Con la negazione dello sterminio degli ebrei europei la nascita di Israele viene ricondotta ad una pura e semplice operazione ideologica, di stampo colonialista, del nazionalismo ebraico, non, come è stato in realtà, la ricerca - prima, durante e dopo la guerra - di confini sicuri in uno stato-rifugio.

Riportare tutto al colonialismo europeo, solleticando così il terzomondismo ideologico, era il vero fine di Ahmadinejad che si è invece sempre premurato di distinguere tra giudaismo e sionismo, fino al punto da avere uno stretto contatto e cordiali rapporti con il movimento ebraico ortodosso dei Neturei Karta, da sempre oppositori, per motivi religiosi, del nazionalismo ebraico.

La fine del negazionismo iraniano, che sembra essere una vera novità di questo cambiamento di regime a Teheran e del nuovo anno ebraico (il 5774), potrebbe riportare il confronto a quello, ben più sensato e umano, di Edward Said, il grande intellettuale palestinese intransigente e fiero oppositore senza compromessi delle politiche israeliane, che definendo il suo popolo “vittima delle vittime” osservava come la tragedia palestinese fosse oscurata dalla Shoah ebraica, di cui però - implicitamente - non negava la tragica realtà storica.

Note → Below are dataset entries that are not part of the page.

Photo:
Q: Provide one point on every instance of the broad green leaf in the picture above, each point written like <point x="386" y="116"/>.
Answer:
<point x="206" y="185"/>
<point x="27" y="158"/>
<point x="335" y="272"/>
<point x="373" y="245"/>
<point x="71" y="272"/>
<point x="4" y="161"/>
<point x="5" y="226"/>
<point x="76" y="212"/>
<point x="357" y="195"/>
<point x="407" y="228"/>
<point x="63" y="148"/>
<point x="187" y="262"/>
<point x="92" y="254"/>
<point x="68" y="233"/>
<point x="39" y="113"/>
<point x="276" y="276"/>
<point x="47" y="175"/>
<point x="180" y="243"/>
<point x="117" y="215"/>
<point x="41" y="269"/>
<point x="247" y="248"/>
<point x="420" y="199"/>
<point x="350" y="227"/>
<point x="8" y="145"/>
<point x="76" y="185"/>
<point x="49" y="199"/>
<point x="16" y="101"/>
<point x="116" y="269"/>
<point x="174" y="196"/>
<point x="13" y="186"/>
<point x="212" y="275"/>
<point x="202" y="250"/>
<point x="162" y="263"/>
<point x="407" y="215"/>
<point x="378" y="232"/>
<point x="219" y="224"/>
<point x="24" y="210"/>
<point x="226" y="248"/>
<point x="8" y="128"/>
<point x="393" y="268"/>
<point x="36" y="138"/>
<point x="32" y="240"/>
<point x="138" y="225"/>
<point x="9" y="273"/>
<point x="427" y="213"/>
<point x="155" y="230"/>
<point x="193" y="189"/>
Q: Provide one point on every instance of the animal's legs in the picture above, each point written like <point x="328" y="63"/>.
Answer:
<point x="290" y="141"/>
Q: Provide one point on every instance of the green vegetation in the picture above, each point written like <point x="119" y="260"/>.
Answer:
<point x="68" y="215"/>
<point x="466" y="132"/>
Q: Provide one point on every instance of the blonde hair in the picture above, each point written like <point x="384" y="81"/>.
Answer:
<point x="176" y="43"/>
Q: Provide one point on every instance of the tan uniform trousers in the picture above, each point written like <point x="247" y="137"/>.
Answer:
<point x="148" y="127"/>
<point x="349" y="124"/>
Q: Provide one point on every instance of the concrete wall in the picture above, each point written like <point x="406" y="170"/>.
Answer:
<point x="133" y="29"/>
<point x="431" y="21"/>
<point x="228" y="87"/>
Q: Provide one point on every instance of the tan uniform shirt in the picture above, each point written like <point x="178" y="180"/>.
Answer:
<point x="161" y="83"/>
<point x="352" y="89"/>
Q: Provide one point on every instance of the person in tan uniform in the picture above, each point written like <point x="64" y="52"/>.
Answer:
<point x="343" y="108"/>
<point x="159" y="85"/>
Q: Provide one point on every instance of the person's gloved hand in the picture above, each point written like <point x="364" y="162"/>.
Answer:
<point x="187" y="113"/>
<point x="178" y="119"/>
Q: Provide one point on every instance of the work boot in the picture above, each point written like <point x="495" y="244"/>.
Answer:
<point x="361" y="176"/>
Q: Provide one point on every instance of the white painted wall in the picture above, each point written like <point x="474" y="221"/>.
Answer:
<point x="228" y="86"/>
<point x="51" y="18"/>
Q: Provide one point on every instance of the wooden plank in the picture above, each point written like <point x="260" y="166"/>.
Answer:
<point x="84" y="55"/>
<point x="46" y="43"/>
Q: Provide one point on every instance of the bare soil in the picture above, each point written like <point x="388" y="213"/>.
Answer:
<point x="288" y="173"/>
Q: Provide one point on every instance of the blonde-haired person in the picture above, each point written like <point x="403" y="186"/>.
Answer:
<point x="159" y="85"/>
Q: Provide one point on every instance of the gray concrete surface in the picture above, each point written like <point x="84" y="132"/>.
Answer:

Eliminando il negazionismo dal suo armamentario ideologico, Teheran potrebbe dunque voler gettare le basi per una nuova interpretazione di Israele per la storia ebraica recente, non più come un prodotto "canceroso" del colonialismo europeo da estirpare.

E teoricamente ciò potrebbe contribuire a contenere - se non ad abbassare - anche l'ostilità fra Israele e le organizzazioni più radicali dell'opposizione islamista irriducibile che hanno agìto, fino ad oggi, come emissari o alleati di Teheran ai confini dello stato ebraico; Hezbollah e Hamas in primo luogo.

Forse un po’ troppo poco e un po’ troppo presto per dire se i difficili rapporti tra lo stato ebraico e la repubblica islamica possono aver imboccato una strada più soft, ma è comunque un segnale, nuovo e inaspettato, da non sottovalutare.